Budget 2025 is likely to reflect a steadily lowering of ambition on big-ticket privatisation or strategic disinvestments that were announced with much fanfare in Budget 2022. L’affaire Rashtriya Ispat Nigam Ltd (RINL) — a state-owned enterprise operating the 7.3 million tonnes per annum steel plant in Vizag — exemplifies the National Democratic Alliance (NDA) regime’s waning appetite for the P word. In January 2021, the cabinet committee on economic affairs approved its privatisation but four years later, it has cleared a Rs 11,440-crore revival package. The government has also decided to put on hold privatisation of nine state-owned units, besides closing down nine ailing central public sector enterprises. All of this is in sharp contrast to Budget 2022 when it announced a sweeping agenda on privatisation which included Air India, BPCL, Shipping Corporation of India, Container Corporation of India, IDBI Bank, BEML, Pawan Hans, Neelachal Ispat Nigam Ltd, besides two public sector banks and a general insurance company. However, barring Air India and Neelachal Ispat Nigam Ltd which went to the Tata Group and the recent sale of Ferro Scrap Nigam to a Japanese company, the other transactions are on the back burner.

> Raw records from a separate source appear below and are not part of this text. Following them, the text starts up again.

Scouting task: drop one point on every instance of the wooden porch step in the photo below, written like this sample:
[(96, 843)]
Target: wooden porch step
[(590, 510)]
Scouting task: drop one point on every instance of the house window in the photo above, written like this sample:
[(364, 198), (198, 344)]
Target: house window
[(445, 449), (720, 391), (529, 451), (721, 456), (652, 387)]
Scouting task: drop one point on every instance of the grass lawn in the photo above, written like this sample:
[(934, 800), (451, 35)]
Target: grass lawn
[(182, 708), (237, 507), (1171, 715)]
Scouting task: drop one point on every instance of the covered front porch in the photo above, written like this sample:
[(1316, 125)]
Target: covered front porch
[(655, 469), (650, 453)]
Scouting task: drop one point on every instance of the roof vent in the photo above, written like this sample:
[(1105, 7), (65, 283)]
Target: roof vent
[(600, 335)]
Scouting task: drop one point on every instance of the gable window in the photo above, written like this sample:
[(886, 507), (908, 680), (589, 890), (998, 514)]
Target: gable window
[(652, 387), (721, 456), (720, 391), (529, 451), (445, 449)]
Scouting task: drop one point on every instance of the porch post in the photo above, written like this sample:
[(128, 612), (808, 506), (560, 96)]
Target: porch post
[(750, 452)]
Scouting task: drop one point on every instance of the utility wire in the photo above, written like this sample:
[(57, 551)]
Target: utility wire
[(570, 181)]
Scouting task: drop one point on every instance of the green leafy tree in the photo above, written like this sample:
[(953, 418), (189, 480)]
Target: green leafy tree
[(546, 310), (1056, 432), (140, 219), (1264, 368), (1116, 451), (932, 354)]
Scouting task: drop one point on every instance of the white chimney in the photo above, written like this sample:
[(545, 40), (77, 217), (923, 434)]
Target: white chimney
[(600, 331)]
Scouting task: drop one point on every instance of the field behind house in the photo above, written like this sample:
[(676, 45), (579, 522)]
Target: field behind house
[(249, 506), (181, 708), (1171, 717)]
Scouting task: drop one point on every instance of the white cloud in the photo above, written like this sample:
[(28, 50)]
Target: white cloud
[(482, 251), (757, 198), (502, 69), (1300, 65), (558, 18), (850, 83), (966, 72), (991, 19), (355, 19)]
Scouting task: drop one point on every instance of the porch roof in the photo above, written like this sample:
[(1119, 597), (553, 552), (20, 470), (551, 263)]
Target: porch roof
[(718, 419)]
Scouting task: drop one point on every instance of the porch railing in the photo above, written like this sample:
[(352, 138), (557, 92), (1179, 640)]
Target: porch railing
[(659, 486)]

Strategic disinvestments therefore are in abeyance despite the government’s stated intention that it has no business to be in business. The U-turn on RINL reflects political-economy compulsions of the ruling dispensation that now depends on regional allies in Andhra Pradesh and Bihar. RINL is the first shore-based integrated producer of steel based in Andhra whose chief minister is more interested in its revival than privatisation. So, too, do thousands of workers of the steel plant. While RINL’s package provides a fresh lease of life — reflecting the Centre’s “holistic” approach towards public capital management — the big question is, how far will it go to revive the beleaguered steel maker? Or is it merely to enhance its valuation for privatisation in the future?
While the package will help RINL pay employees’ salary arrears including monthly salary bill and enable full production with two blast furnaces in January and three blast furnaces in August, it does not address the important reasons why it is in such a bad shape financially. RINL’s travails include the lack of a captive mine for iron ore and coal, cyclical markets, and a liquidity problem. Financial viability is not possible when it is forced to buy iron ore at market prices which are 10 times costlier than from captive sources. While the government has backtracked on the P word, RINL’s fortunes will not revive with the bailout. A solution that has been discussed at the Centre would be to merge it with the state-owned Steel Authority of India Ltd which has captive sources of raw materials to help RINL lower unit costs of steel production and achieve better capacity utilisation, which hit 63% last year.
There is also a precedent for this when HPCL was taken over by another state-owned entity, Oil and Natural Gas Corporation, in FY18. REC too was taken over by the state-owned Power Finance Corporation in FY19. Once RINL becomes viable, more resources can be devoted to modernisation by replacing its blast furnaces with electric arc furnaces to reduce emissions. As it produces long products like wire rods, billets, rebars, and rounds, RINL definitely can be an integral part of the NDA’s $1.4-trillion infrastructure push for growth which is highly steel-intensive in nature.